The R1 paper also demonstrated that smaller LLMs, using techniques like data distillation, can perform surprisingly well on complex reasoning tasks. Some researchers have already extracted tens of thousands of distilled datasets from R1 to train smaller models—a positive development for compute-constrained devices like smartphones and, potentially, robots. Improved reasoning capabilities will also accelerate the rise of AI agents capable of autonomously executing tasks on behalf of users.
The key question for DeepSeek is: what’s next? While significantly reducing costs without compromising performance is an impressive achievement, DeepSeek has yet to push the boundaries of intelligence in a meaningful way. The Chinese AI community now has high hopes that DeepSeek and other labs could take their innovations further. This week, DeepSeek doubled down on open-source technologies by releasing five new code repositories. Reuters reports that DeepSeek is rushing to release R2, its next-generation reasoning model.
Looking ahead, Chinese AI labs may explore new techniques—and possibly even architectures beyond Transformer—to achieve breakthroughs. But innovation won’t come easy. U.S. chip restrictions remain the biggest challenge. DeepSeek managed to acquire around 3,000 Nvidia H800 GPUs—a restricted version of the flagship H100—to train DeepSeek-V3. While the H800’s limited interconnect bandwidth slows data communication between chips, its raw compute power matches that of the H100.
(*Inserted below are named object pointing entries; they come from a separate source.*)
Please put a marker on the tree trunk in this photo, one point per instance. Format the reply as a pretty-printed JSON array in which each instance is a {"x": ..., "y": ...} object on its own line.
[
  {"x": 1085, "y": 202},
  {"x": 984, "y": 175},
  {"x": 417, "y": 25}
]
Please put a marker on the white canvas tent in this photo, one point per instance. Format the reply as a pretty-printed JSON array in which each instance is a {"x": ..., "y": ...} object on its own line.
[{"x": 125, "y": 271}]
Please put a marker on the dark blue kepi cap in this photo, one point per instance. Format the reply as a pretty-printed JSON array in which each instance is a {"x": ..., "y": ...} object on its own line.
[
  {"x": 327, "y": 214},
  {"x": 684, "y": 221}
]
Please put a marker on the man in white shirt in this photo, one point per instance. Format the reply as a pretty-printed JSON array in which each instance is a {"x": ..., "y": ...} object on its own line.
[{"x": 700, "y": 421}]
After additional export controls in October 2023, the H800 is no longer available in China. The most advanced Nvidia GPU now accessible to Chinese companies is the H20, which delivers just one-sixth of the H100’s peak compute performance. Designed primarily for LLM inference rather than training, the H20 has still seen a surge in orders as DeepSeek’s models gain adoption, Reuters reported.
Despite China’s rapid progress in developing domestic AI chips—such as Huawei’s Ascend 910B and 910C—Nvidia GPUs remain the gold option for LLM training. With the U.S. considering even stricter semiconductor restrictions under the second Trump administration and pressuring allies to tighten their own curbs, China’s pace of AI innovation could be affected in the short term.
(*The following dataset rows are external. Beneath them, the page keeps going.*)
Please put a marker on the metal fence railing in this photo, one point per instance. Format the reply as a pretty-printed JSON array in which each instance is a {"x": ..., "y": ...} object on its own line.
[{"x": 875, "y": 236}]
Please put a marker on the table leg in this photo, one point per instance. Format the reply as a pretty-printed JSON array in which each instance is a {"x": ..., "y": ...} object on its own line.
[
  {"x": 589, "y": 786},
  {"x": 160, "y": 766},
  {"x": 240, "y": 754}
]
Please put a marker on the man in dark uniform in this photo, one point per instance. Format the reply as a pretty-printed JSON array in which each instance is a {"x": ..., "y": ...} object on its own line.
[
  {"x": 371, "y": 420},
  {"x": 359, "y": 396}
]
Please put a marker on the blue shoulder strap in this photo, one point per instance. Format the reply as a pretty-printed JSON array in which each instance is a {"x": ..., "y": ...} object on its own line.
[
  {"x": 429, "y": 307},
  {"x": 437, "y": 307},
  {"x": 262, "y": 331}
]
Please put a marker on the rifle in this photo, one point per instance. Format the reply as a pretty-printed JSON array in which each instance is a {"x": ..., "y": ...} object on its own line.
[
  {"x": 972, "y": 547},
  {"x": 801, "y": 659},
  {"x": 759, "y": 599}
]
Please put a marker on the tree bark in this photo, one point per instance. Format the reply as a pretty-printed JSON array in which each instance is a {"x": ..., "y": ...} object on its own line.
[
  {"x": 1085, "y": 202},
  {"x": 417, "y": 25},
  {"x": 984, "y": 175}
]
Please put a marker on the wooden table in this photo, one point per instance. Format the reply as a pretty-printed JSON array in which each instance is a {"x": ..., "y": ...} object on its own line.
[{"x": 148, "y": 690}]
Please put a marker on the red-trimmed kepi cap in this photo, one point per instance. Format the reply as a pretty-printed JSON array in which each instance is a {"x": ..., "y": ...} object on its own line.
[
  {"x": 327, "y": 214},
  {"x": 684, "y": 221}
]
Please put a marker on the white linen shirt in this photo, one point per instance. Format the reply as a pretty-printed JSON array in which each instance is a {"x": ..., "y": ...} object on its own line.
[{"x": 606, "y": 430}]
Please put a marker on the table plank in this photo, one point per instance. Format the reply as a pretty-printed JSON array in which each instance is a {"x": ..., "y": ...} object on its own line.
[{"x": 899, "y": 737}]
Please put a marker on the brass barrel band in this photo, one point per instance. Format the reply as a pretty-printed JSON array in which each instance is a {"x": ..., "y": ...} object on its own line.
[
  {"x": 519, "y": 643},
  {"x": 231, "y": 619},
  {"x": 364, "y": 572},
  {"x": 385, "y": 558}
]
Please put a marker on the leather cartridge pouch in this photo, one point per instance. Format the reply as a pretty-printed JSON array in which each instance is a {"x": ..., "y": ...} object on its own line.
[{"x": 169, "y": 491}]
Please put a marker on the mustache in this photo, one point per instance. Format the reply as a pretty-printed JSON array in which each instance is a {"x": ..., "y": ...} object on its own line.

Another challenge is AI lacks a sustainable business model, and the timeline to AGI remains uncertain. Can DeepSeek afford to keep innovating without financial returns? The Information reports that DeepSeek is considering raising outside funding for the first time. In comparison, OpenAI has raised $6.6 billion in its latest funding round at $157 billion. Even Ilya Sutskever’s new company, Safe Superintelligence (SSI), is raising over $1 billion in funding at a valuation exceeding $30 billion.
DeepSeek has proven that fundamental research and open-source can drive success, but sustaining its momentum will require strategic investments, regulatory adaptability, and continuous innovation. Besides, other competitors are flexing their AI muscles in response by churning out more powerful LLMs, such as OpenAI’s o3, Anthropic’s Claude-3.7-Sonnet, and xAI’s Grok 3. The global AI race is far from over.
One thing is certain—DeepSeek has already changed the game, and the world is watching what comes next.